Pequeñas y vulnerables criaturas

LA HISTORIA DEL MUNDO Y DE LA HUmanidad se caracteriza por toda suerte de descubrimientos maravillosos, como la rueda, la electricidad, el teléfono y la penicilina, por sólo mencionar algunos ejemplos de los miles posibles, pero también por las guerras, los odios, las enfermedades y las pandemias, para sólo referirme a algunos desastres de los que ha dado cuenta el ser humano en su paso por esta tierra.

A estas generaciones presentes, digamos que a la mía, les ha correspondido una dosis interesante de acontecimientos que van desde la proliferación de conflictos que cubren guerras como la del Golfo, la de las Malvinas, la de Irak, la de los árabes e israelíes, hasta situaciones menos formales como nuestro conflicto interno. Presenciamos la caída del Muro de Berlín, el asesinato del presidente Kennedy, el ascenso de Fidel, la guerra fría, la caída de las Torres Gemelas y tantas otras situaciones que de por sí resulta complejo siquiera inventariarlas.

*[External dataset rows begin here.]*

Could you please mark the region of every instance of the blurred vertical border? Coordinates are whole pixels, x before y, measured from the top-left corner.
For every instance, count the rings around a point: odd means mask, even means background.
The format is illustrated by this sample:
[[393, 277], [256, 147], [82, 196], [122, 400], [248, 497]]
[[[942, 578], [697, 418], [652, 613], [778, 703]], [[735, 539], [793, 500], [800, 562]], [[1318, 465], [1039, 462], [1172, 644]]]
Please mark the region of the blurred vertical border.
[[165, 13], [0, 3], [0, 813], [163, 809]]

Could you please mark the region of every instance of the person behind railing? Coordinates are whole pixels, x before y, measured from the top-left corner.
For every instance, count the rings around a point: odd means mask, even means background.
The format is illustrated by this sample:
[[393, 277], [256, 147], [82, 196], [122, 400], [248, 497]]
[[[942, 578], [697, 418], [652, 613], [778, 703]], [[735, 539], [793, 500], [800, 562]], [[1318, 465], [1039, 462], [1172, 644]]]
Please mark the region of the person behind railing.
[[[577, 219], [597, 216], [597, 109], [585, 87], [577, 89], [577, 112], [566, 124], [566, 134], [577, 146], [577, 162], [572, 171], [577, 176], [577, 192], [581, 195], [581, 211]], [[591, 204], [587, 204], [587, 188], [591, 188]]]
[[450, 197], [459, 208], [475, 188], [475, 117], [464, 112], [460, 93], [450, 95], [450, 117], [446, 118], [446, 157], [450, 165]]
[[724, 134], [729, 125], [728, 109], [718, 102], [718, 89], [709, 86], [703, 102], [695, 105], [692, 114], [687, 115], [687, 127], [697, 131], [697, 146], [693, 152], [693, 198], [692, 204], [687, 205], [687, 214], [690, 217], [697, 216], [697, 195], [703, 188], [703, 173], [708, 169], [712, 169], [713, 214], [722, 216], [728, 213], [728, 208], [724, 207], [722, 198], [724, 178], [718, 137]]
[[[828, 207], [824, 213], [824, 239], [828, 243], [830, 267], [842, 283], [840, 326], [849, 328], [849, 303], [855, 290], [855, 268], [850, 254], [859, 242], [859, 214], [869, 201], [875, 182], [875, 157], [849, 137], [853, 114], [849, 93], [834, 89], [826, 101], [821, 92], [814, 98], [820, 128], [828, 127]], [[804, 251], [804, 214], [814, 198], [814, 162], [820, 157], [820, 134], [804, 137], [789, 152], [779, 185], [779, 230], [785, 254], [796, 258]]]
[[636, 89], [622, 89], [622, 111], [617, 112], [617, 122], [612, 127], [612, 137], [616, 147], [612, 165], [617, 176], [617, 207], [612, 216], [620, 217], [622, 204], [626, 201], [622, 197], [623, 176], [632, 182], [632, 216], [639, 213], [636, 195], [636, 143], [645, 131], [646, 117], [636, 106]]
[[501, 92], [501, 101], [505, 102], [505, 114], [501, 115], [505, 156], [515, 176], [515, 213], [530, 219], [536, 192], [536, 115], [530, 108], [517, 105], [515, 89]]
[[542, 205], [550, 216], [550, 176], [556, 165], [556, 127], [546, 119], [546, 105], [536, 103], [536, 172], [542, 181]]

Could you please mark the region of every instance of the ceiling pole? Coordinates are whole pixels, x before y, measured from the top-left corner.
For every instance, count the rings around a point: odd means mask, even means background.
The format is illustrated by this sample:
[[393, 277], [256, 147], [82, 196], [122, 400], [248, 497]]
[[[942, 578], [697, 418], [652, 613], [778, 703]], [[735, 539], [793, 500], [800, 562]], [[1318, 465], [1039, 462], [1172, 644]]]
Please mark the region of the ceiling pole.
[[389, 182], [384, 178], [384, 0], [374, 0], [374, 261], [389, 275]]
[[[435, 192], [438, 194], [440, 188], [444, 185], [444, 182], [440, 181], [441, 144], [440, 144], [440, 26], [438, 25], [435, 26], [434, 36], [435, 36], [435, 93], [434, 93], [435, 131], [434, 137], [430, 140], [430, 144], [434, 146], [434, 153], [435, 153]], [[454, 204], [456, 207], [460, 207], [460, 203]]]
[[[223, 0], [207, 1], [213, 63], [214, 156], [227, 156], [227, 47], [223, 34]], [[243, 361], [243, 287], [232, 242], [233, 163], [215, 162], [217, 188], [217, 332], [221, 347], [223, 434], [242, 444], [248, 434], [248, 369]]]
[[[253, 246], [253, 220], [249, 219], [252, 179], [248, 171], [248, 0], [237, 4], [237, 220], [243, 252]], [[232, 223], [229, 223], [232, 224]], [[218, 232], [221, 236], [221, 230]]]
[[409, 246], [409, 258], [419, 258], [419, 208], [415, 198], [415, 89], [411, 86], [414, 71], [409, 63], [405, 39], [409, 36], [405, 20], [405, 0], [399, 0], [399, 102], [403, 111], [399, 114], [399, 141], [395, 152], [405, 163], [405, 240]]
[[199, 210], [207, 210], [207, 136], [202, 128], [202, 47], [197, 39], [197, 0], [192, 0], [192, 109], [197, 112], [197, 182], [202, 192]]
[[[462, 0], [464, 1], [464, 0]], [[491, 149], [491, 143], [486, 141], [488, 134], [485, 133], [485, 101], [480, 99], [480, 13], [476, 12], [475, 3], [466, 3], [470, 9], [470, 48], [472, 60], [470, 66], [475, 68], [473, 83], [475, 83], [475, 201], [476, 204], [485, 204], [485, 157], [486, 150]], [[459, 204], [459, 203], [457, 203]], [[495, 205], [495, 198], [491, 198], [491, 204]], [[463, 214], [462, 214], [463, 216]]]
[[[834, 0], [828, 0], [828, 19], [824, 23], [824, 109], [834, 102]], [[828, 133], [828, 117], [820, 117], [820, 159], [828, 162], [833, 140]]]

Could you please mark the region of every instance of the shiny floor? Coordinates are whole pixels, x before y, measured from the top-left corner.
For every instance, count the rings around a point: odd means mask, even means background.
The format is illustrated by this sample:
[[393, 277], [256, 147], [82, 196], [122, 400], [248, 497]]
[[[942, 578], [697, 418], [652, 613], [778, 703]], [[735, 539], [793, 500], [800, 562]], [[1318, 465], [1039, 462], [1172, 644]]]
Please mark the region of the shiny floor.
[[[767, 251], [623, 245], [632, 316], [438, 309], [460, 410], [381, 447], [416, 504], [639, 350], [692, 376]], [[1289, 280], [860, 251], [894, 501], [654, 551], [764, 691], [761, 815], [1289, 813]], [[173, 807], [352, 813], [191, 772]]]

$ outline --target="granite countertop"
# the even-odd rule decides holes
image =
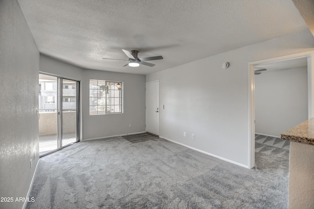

También hemos sido testigos de cosas maravillosas; los viajes a la Luna y a las estrellas, descubrimientos e inventos como la anestesia, la teoría cuántica, etc., significan un avance para la humanidad de proporciones mayores. Tal es el caso, creo yo de manera privilegiada, del reciente y aún inesperado desarrollo del mundo virtual que ha dado paso a la era de la información y del conocimiento. Todavía el ser humano no dimensiona las posibilidades que ello ofrece para el futuro de la humanidad.

Sin embargo, pesa sobre el ambiente, tal vez por el poder de la información, un sentimiento de estar asistiendo a un verdadero colapso del mundo como lo conocemos. Ello se explica porque muchos de los acontecimientos naturales que presenciamos son sólo síntomas de un problema muy grave causado por la misma humanidad; se trata del tan famoso calentamiento global, que empieza apenas a ser entendido por los expertos, quienes no se cansan de llamar la atención de todos, hombres y mujeres, ricos y pobres, sobre la responsabilidad que a todos atañe y lo irreversible del tema.

En estos días, a más del sida, los diversos tipos de cáncer que afectan a la humanidad por temas relacionados con nuestra cultura alimentaria y la proliferación de enfermedades autoinmunes, estamos asistiendo a una plaga como las de Egipto: la fiebre porcina, de la cual nadie había oído hablar hace quince días. Hay miedo, sin duda, entre los niños y los adultos. Y a pesar de todo lo que hemos caminado, el mundo parece carecer de respuestas, aunque a diferencia de hace cientos de años, el aviso de contagio precede al contagio.

No nos queda más que acudir a la calma y a la sensatez mediante la prevención y una conducta más responsable no sólo hacia nosotros, sino hacia nuestro entorno. Finalmente, sólo somos unas pequeñas criaturas maravilladas por la fuerza de los acontecimientos que presenciamos durante nuestra existencia.